Today is one of those days when I woke up with my forehead furrowed, dreams of being at a book fair where everyone else is busy hawking their books while I lament that I don't have one seeming infinitely preferable to the slog of work that has accrued and must be done before Spring Break Woo Hoo. For the sake of seeing them in all their glory/public accountability/to bore us all silly, I'm listing them out here:
- Dissertating. I want to get Chapter 2 in some kind of order so I can give it to my advisor and be free to cavort in Chapter 4.
- Dissertating Part 2: I want to cavort in Chapter 4 because this will make me happy and because it will be infinitely better to start working in earnest when I feel I already have some notes and schtuff.
- Cool Class. I have to write something to model good teacherly behavior for peer response groups. Then I will have to spend time responding to drafts. I figure I can cannibalize some former work and put it into the draft I'm working on. But since I actually want to work on my dissertation, I feel very mean-spirited about this extra writing. Responding is going to swallow me whole early in the week. Why did I ever agree to TA when I could've audited and not even shown up? Stupid, stupid Earnest.
- Application for Cool Institute is due at the end of the week.
- Entries for Last Grad School Contest of my career are due at the end of the week.
- Some other crap I'm helping someone out with has to be done by the end of the week.
- Need to work on a workshop that a colleague and I are giving so I don't have to freak out about it later.
Okay, maybe that's not so much. Who am I kidding? It's a lot. And I want to go back to sleep just thinking about it. To-Do lists are bad, because they lay out too much information, too much stuff to deal with all at once.
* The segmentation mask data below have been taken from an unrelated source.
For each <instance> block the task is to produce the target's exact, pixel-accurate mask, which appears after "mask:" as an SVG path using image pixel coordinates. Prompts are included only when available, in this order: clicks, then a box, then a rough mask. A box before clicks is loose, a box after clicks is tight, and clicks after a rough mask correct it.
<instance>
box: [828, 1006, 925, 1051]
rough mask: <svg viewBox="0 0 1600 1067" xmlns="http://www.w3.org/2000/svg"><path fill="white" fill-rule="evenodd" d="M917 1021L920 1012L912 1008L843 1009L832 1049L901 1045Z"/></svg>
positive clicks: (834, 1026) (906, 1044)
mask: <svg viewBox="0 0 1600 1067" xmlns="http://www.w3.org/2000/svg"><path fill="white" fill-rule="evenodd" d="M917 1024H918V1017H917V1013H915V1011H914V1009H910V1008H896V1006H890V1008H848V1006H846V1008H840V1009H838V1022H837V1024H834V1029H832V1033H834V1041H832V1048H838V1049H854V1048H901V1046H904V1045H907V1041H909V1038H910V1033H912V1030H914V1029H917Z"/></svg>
But apart from being overwhelmed by the work, I also HAVE to make sure I have a weekend this weekend, I remind myself, because last weekend I was possessed by worry about my interview and didn't rest at all. So I need to do some important relaxing -- not to mention some cleaning, laundry, dishes. Oh god. And one more on my list.
- Writing that makes me feel like I'm alive and not wasting my life.
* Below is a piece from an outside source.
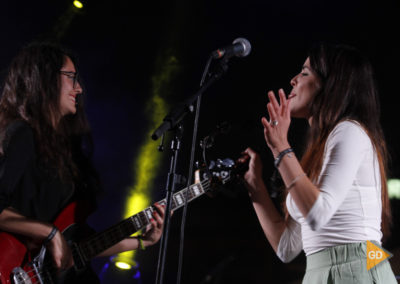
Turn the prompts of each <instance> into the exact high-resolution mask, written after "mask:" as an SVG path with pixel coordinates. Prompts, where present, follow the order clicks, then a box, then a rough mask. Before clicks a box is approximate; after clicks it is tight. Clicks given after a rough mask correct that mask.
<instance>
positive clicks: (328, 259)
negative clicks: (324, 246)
mask: <svg viewBox="0 0 400 284" xmlns="http://www.w3.org/2000/svg"><path fill="white" fill-rule="evenodd" d="M323 283H329V284H331V283H332V284H352V283H362V284H365V283H379V284H392V283H393V284H397V280H396V278H395V276H394V274H393V271H392V268H391V267H390V263H389V261H388V260H387V259H386V260H384V261H382V262H381V263H379V264H378V265H376V266H375V267H373V268H371V269H370V270H367V248H366V242H362V243H351V244H347V245H340V246H334V247H330V248H327V249H324V250H322V251H319V252H316V253H314V254H311V255H309V256H307V269H306V274H305V275H304V278H303V284H323Z"/></svg>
That's all there is to it. Only my cat has the right idea. He's napping. Surely I should be doing something lovely and indulgent on a Saturday like eating breakfast and reading in bed (a book, not my to-do list).
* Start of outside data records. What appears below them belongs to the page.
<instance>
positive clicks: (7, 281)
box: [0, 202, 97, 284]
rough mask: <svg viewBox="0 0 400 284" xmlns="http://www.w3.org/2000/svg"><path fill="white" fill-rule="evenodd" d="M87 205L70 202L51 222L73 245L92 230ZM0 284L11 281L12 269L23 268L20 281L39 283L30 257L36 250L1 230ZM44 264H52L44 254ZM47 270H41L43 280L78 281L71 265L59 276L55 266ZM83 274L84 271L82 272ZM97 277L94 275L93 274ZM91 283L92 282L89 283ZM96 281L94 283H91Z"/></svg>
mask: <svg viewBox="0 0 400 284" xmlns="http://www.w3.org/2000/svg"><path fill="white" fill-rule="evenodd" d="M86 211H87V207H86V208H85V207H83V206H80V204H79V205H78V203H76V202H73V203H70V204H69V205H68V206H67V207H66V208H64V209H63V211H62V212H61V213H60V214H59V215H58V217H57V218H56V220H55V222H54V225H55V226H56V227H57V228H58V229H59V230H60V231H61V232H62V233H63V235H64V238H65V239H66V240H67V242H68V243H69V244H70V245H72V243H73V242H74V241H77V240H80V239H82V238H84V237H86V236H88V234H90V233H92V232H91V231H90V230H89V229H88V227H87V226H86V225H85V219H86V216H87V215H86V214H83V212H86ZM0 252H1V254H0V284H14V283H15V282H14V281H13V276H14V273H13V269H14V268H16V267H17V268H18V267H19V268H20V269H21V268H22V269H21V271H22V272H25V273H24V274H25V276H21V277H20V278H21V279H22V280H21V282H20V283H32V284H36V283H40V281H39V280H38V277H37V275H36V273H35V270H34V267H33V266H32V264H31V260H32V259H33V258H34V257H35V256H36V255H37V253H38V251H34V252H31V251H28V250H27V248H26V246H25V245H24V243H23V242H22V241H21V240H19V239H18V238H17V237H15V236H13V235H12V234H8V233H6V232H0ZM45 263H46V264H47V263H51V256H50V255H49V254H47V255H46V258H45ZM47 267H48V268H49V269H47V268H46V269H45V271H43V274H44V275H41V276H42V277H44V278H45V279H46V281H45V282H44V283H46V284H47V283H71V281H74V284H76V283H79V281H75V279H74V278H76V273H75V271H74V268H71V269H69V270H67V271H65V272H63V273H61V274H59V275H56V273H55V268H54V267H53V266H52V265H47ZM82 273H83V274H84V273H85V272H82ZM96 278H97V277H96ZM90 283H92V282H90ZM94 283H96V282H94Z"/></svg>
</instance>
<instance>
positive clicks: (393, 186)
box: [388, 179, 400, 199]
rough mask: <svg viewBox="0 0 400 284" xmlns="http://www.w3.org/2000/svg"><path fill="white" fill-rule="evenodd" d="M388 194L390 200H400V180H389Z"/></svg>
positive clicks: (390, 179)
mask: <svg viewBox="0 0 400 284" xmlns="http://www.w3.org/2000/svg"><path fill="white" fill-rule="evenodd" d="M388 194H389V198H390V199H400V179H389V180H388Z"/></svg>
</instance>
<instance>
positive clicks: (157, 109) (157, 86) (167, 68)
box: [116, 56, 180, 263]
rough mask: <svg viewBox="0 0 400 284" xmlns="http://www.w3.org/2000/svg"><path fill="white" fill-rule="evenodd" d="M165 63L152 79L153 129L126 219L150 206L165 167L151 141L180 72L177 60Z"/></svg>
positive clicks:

Especially since what I really want to do is stalk Adventure U's website and tap into my super-psychic powers and send them such powerful signals of "hire me hire me" that they stop whatever they're doing and become convinced that despite a mediocre-to-okay interview, I'm the one they want. This is the worst part of being in the last round before hiring. I know that this is not the greatest job for me. That is, the location is great, and there are really interesting, well fascinating, aspects of this job, but the teaching, the teaching I tell you, is a hard fit. Their program is very structured and values things that I understand but don't really value. But if they don't choose me, it's going to feel like being a wallflower at the Prom and eating alone in the cafeteria with the popular people throwing spitwads in my hair all rolled up into one. Especially because then I will have to tell department people that I didn't get the job, which is one of the very good reasons to go underground and not tell anyone anything while on the market. Going to live with my SO and writing may be the best option (especially since we've had this LDR for a year and still have not lived together), but still not having Adventure U not choose me will likely make me feel like shit. I can't decide whether I should expect that I am going to get the job a la the Secret or assume that I won't a la North Dakota farmer. It's a tough one to call.
We're all under too much strain. Let's all take the day off.
I actually did decide to take the day off, it being Saturday and a day of rest and all.